1968 Sports Hall of Fame Inductee - Dick Williams and Sam Gardiner

Induction Year: 1968
Category: Team

Image
Sam Gardiner and Dick Williams

* Photo Left to right: Dick Williams and Sam Gardiner
North Vancouver Lawn Bowling Club photo; North Vancouver Museum and Archives collection (#4453)

Biography

Dick Williams and Sam Gardiner were used to being on centre stage – Dick as a fine soccer player who played on a Canadian select team which produced an impressive 20-2-1 won-lost-tied record during a 1927 tour of New Zealand; and Sam during his days as an actor and stagehand in North Vancouver drama circles from the 1920s and into the 1940s. But never were they as front and centre as they were on July 30, 1954.

On that day Gardiner was pictured on the front page of The Vancouver Sun throwing the opening bowl of the lawn bowling competition during the historic British Empire and Commonwealth Games in Vancouver as the attention of the world was directed towards the city due to the much-anticipated Miracle Mile between Roger Bannister and John Landy. And the lawn bowling competition was the opening act of the Games, starting 10 hours before the official opening ceremonies. 

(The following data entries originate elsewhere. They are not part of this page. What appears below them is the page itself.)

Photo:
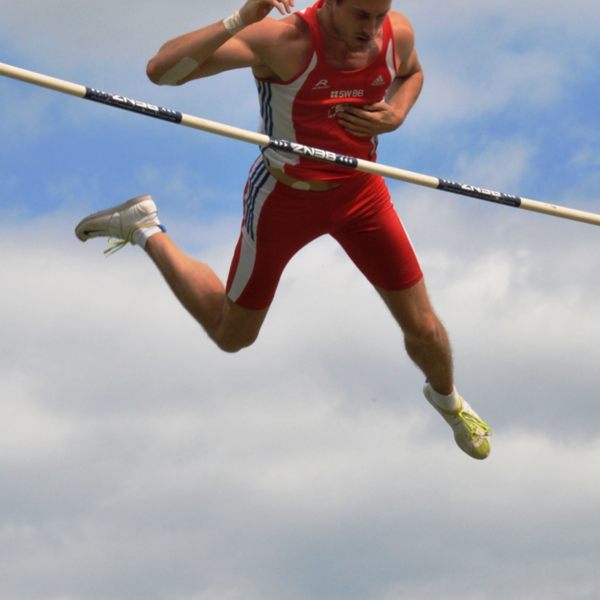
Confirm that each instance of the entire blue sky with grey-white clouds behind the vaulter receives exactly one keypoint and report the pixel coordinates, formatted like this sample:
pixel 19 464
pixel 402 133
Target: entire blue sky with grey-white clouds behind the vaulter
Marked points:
pixel 138 461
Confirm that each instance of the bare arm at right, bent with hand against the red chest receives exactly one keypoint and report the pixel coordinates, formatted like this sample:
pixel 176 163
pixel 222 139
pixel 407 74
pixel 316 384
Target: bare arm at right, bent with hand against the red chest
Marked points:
pixel 384 117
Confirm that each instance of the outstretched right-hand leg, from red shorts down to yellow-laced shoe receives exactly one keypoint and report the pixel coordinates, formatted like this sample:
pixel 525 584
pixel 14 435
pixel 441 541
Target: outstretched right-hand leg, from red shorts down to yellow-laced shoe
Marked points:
pixel 376 241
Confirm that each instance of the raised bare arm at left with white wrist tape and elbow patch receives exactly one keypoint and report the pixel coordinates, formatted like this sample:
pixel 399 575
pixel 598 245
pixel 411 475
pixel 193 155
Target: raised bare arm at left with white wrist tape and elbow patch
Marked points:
pixel 274 49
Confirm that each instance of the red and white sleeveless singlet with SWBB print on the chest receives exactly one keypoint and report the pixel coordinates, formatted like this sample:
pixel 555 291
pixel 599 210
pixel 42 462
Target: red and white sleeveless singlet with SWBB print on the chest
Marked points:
pixel 304 109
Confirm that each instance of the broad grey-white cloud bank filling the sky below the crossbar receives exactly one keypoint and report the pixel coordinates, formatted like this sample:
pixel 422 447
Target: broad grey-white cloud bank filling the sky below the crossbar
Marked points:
pixel 142 461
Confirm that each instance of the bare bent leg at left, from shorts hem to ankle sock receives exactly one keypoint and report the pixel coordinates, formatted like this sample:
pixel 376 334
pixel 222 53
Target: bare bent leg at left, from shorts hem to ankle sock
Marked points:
pixel 199 290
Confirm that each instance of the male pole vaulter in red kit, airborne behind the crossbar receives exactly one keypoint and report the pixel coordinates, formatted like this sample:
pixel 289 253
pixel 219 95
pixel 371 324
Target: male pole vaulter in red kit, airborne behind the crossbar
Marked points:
pixel 334 76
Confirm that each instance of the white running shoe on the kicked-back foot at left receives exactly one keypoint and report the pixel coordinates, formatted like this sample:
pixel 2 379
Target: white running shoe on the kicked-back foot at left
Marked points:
pixel 120 222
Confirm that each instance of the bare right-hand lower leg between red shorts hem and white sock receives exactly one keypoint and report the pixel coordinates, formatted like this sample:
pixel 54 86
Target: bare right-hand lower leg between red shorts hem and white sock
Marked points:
pixel 425 337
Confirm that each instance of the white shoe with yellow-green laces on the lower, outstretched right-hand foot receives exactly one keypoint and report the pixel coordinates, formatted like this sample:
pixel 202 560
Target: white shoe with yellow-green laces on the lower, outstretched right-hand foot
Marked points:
pixel 470 431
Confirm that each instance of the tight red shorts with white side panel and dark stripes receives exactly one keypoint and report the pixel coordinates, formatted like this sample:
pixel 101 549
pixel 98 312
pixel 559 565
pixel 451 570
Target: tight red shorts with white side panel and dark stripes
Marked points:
pixel 280 220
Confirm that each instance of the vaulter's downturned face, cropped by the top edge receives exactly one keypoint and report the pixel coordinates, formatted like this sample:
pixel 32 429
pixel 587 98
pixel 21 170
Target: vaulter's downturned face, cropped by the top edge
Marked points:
pixel 357 22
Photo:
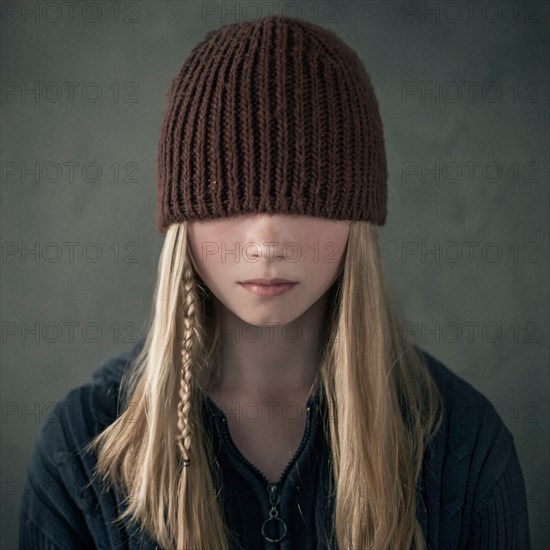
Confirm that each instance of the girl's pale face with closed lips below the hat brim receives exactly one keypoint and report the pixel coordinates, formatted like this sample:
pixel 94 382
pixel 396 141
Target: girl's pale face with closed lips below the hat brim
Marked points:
pixel 306 250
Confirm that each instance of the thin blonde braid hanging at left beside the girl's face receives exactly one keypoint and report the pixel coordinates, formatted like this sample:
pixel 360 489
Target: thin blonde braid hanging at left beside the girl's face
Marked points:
pixel 184 428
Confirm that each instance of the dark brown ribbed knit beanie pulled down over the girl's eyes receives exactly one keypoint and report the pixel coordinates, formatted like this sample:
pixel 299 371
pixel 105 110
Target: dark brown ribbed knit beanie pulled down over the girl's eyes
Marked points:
pixel 276 115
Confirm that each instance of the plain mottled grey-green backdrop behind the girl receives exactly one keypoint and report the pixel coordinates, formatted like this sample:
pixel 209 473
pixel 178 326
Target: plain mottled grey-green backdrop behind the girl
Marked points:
pixel 500 46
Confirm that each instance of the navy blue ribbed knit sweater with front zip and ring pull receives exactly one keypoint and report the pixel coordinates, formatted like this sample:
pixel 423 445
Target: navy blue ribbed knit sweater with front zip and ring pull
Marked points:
pixel 471 493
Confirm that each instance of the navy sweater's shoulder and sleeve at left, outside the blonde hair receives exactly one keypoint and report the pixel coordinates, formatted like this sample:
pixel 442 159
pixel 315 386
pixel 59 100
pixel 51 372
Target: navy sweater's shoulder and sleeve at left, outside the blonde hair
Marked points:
pixel 58 502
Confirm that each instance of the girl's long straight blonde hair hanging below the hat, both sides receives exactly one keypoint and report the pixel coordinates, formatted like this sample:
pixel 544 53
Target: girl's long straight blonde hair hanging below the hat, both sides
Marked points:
pixel 383 408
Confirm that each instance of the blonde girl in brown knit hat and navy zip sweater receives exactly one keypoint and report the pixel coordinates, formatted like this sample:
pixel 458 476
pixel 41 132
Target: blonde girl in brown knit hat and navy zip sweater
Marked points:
pixel 275 402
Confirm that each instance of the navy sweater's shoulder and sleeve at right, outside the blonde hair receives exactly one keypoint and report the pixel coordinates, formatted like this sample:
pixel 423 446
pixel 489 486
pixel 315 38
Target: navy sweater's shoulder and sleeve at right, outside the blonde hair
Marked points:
pixel 472 469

Gardiner, 65, and Williams, 56, had been involved with bowls for many years. Both had been president of the North Vancouver Lawn Bowling Club, the North Shore’s oldest continuously operating club in any sport, going back to 1923; with Williams in leadership in 1937 and Gardiner in 1946.

However it was the team accomplishments of skip Williams and lead Gardiner as reigning Canadian pairs champions and then silver medalists during those 1954 Games – with a stellar 6-2-1 record in competition against the sport’s most dominant nations at that time – which capped their bowls career. 

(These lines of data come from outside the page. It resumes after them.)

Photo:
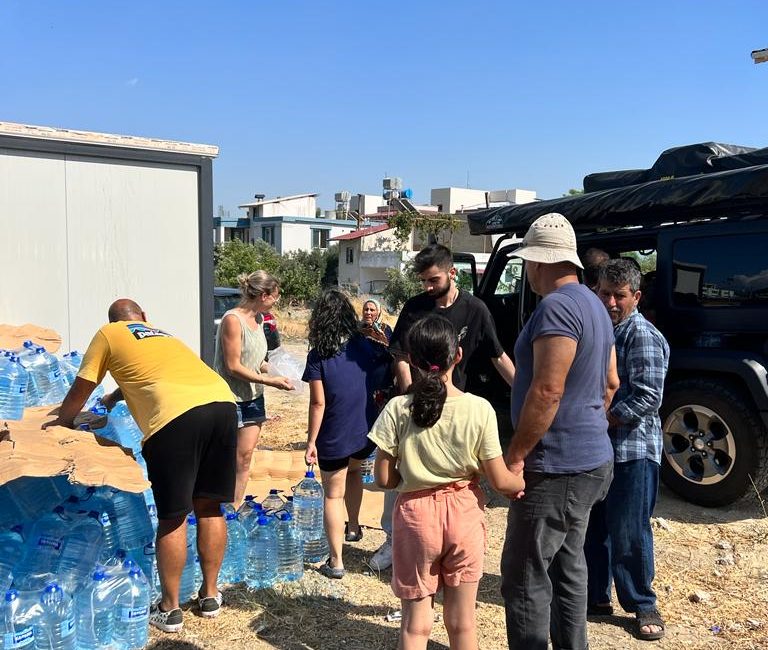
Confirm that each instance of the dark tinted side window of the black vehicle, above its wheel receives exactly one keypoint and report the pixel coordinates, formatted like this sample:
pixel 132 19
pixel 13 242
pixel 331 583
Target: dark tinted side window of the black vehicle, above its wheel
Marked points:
pixel 723 271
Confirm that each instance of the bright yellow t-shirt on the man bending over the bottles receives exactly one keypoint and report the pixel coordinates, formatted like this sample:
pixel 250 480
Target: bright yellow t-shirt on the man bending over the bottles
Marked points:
pixel 160 377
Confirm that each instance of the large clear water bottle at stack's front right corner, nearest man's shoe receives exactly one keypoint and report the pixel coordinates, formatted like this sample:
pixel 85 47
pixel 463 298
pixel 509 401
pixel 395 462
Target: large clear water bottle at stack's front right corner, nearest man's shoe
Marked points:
pixel 132 611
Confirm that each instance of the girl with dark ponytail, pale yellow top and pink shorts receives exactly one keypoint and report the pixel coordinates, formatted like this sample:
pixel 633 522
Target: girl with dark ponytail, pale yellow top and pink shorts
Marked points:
pixel 433 443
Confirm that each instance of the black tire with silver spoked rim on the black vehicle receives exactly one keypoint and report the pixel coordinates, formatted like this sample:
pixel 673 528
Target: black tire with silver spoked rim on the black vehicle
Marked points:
pixel 714 443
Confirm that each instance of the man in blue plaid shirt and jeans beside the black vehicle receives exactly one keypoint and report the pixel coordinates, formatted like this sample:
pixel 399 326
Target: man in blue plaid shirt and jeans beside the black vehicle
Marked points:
pixel 619 542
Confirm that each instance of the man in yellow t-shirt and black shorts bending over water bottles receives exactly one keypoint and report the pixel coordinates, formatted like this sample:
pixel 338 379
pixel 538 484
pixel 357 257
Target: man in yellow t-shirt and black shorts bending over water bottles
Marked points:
pixel 189 420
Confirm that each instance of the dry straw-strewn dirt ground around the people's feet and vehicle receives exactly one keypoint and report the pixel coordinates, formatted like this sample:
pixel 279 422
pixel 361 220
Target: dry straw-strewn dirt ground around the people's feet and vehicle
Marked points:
pixel 718 557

It was one thing for Gardiner, born in England, and Williams, from Wales, to land up in North Vancouver after emigrating to B.C. at age 20 and 15 respectively and eventually to team together much later to face their countries of origin in a sport that was conceived in the United Kingdom. It was something else again to defeat them and other world-class countries to claim second behind Northern Ireland whom they had tied 18-18.  And years later it earned them a place in the North Shore Sports Hall of Fame in its inaugural year of 1968.